Der Fotograf Helmut Newton starb in der Nacht zum Sonnabend an den Folgen eines Autounfalles in Los Angeles im Alter von 83 Jahren.

Den Grundstein für seine Berühmtheit legte er als Fotograf für die französische Vogue. 1957 zog er mit seiner Frau June Brunell nach Paris. Kurz danach begann er für das Modemagazin zu arbeiten. Seine Aufnahmen aus über 20 Jahren waren umstritten, er provozierte mit der Ablichtung offensiver Nacktheit auch schon als Modefotograf. Newton stellte der sanften Weiblichkeit eine selbstbewußte, kühle Ästhetik entgegen. So zollte auch die Modewelt dem Fotografen Tribut. "Helmut Newton hat die Modefotografie von Grund auf verändert", sagte Tom Ford der International Herald Tribune. Der Vorsitzende von Condé Nast International, Jonathan Newhouse, ist sich sicher, dass Newton den Beginn der modernen Fotografie repräsentiere, die man heute in der Vogue finde.

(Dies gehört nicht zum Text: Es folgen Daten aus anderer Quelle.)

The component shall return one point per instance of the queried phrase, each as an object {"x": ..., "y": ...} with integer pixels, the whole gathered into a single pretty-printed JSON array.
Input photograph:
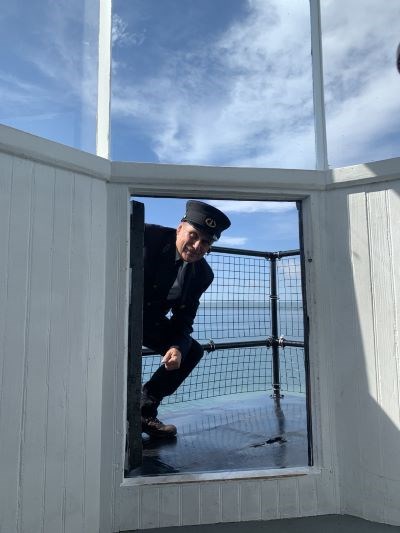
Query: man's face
[{"x": 191, "y": 243}]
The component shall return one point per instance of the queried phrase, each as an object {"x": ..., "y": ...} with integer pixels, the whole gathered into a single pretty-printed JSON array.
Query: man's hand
[{"x": 172, "y": 359}]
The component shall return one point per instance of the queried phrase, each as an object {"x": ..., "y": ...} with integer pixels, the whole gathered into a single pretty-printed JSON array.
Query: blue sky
[{"x": 212, "y": 82}]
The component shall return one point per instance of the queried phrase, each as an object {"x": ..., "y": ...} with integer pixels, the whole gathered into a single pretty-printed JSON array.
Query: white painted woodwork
[
  {"x": 64, "y": 241},
  {"x": 52, "y": 271}
]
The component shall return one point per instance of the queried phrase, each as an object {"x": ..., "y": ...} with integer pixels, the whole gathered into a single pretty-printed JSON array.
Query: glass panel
[
  {"x": 362, "y": 85},
  {"x": 48, "y": 69},
  {"x": 213, "y": 82}
]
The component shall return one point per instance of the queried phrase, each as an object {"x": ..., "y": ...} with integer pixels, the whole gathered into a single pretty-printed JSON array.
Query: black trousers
[{"x": 165, "y": 382}]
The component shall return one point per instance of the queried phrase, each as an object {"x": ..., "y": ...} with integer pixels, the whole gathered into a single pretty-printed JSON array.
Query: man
[{"x": 175, "y": 276}]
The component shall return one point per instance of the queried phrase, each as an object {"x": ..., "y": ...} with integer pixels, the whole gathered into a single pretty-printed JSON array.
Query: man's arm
[{"x": 183, "y": 314}]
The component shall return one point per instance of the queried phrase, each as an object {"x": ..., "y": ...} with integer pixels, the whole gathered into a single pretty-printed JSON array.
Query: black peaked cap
[{"x": 206, "y": 218}]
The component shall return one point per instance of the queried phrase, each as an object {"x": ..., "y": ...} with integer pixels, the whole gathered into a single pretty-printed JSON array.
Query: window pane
[
  {"x": 362, "y": 85},
  {"x": 48, "y": 69},
  {"x": 213, "y": 82}
]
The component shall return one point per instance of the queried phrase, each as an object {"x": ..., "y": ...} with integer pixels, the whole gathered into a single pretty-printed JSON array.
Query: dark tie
[{"x": 176, "y": 289}]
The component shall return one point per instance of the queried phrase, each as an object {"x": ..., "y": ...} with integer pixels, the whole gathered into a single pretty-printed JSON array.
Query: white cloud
[
  {"x": 234, "y": 100},
  {"x": 245, "y": 99},
  {"x": 120, "y": 35},
  {"x": 231, "y": 241},
  {"x": 54, "y": 67},
  {"x": 231, "y": 206},
  {"x": 362, "y": 85}
]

Helmut Newton wurde 1920 als Sohn eines jüdischen Knopffabrikanten in Berlin geboren. Bevor er 1938 erst nach Singapur und dann nach Australien emigrierte, machte er eine Lehre bei der Fotografin Yva in Berlin. Im vergangenen Jahr vermachte er seine Fotosammlung der Stiftung Preußischer Kulturbesitz in Berlin. Anfang Juni soll direkt am Bahnhof Zoo ein Museum mit seinen Werken eröffnet werden.